How Does the New Gene Therapy Restore Hearing?

Otoferlin is a protein essential for transmitting sound signals from the cochlea's sensory hair cells to the auditory nerve. Children born with two faulty copies of the OTOF gene cannot produce functional otoferlin, leaving them with profound congenital deafness despite having structurally intact hair cells. The newly approved Regeneron therapy uses an adeno-associated virus (AAV) vector to deliver a working copy of the gene directly into the inner ear during a brief surgical procedure.

Once delivered, the genetic instructions allow hair cells to begin producing functional otoferlin protein, restoring the synaptic connection to the auditory nerve. Clinical trial results reported by Regeneron showed meaningful hearing recovery in treated children, many of whom went from profound deafness to being able to perceive conversational speech within months of treatment. Because the therapy targets a single, well-characterized molecular defect, it represents a proof-of-concept for treating other genetic forms of hearing loss.

Who Is Eligible for This Hearing Loss Treatment?

Genetic testing is required to confirm that a child's hearing loss is caused by mutations in both copies of the OTOF gene. This form of deafness, sometimes called DFNB9, accounts for an estimated 1 to 8 percent of congenital genetic hearing loss cases worldwide. Identification typically occurs through newborn hearing screening followed by genetic confirmation, which is increasingly part of standard pediatric audiology workups.

Patients who do not have OTOF mutations — including those with hearing loss from other genetic causes, infections, or noise exposure — will not benefit from this specific therapy. However, the FDA approval signals to the broader research community that gene therapy for inherited deafness is clinically viable, and several other programs targeting genes such as GJB2 (connexin 26) and STRC are advancing through earlier-stage trials.

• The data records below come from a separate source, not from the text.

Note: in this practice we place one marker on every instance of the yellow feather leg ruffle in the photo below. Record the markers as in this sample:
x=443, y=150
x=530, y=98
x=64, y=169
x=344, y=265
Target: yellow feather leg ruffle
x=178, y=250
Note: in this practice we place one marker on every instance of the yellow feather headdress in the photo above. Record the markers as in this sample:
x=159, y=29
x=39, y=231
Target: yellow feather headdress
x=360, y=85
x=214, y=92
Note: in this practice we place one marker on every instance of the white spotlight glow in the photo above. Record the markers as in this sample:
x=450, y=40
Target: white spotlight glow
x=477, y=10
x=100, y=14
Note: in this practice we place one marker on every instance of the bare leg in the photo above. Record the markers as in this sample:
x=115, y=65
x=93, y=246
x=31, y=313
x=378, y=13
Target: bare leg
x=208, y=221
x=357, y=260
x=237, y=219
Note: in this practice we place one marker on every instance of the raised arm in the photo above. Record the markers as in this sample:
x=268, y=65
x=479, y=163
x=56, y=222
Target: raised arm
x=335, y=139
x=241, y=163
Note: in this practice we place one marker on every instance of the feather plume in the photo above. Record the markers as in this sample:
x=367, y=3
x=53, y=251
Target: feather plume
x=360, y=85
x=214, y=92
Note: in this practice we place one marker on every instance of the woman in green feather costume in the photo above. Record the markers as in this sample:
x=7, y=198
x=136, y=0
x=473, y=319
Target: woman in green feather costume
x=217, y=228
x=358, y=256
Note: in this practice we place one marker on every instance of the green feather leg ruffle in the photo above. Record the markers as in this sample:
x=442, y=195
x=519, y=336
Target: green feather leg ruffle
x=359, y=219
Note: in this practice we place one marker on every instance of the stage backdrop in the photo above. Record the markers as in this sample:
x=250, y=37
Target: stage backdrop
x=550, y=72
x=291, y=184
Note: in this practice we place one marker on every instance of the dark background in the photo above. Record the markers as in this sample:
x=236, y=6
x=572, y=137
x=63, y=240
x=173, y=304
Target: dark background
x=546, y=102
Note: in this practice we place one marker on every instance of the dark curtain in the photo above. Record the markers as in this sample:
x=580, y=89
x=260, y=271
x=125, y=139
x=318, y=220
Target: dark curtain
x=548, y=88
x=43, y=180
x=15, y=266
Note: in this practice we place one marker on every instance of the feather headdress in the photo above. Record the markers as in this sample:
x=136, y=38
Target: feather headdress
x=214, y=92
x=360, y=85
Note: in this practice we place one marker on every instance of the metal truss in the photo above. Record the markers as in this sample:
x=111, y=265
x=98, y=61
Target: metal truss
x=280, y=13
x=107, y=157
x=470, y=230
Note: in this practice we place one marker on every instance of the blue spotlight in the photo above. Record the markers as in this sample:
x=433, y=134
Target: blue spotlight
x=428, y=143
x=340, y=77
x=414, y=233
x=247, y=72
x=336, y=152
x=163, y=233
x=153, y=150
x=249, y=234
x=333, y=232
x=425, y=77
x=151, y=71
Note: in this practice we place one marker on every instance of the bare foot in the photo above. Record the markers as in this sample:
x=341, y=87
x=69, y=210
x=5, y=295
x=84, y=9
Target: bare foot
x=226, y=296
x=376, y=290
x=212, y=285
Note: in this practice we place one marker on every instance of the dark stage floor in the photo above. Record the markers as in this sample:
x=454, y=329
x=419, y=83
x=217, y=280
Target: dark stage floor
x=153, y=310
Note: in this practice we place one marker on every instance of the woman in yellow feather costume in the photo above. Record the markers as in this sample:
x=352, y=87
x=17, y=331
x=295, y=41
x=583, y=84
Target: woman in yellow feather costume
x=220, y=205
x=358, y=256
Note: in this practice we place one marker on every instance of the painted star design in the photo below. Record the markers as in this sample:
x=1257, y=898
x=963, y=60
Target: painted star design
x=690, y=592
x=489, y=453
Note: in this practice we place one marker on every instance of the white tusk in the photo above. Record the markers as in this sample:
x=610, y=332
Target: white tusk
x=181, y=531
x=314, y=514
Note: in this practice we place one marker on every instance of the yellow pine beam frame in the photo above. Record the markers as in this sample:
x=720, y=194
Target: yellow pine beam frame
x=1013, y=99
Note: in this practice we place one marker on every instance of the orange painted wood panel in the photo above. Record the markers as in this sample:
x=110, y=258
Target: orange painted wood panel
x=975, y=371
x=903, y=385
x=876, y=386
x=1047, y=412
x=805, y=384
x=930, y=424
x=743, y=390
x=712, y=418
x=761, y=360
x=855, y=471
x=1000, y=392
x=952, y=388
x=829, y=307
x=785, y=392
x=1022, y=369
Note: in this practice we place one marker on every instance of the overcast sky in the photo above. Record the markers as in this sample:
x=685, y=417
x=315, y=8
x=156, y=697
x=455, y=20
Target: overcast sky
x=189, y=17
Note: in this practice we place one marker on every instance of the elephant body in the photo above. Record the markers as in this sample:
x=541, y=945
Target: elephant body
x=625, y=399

What Are the Risks and Long-Term Considerations?

The intracochlear injection requires a specialized surgical procedure performed by an otologist, with risks similar to cochlear implant surgery, including temporary inflammation, dizziness, and rare complications such as infection. Because the AAV vector is delivered locally to the inner ear, systemic immune reactions appear to be limited compared with intravenous gene therapies.

Long-term durability remains an active area of follow-up. Early data suggests sustained otoferlin expression and stable hearing improvement over multiple years in initial trial participants, but post-marketing surveillance will be essential to confirm that benefits persist into adolescence and adulthood. Families considering treatment should discuss with their care team how outcomes compare with cochlear implants, which remain a well-established standard of care for severe-to-profound hearing loss.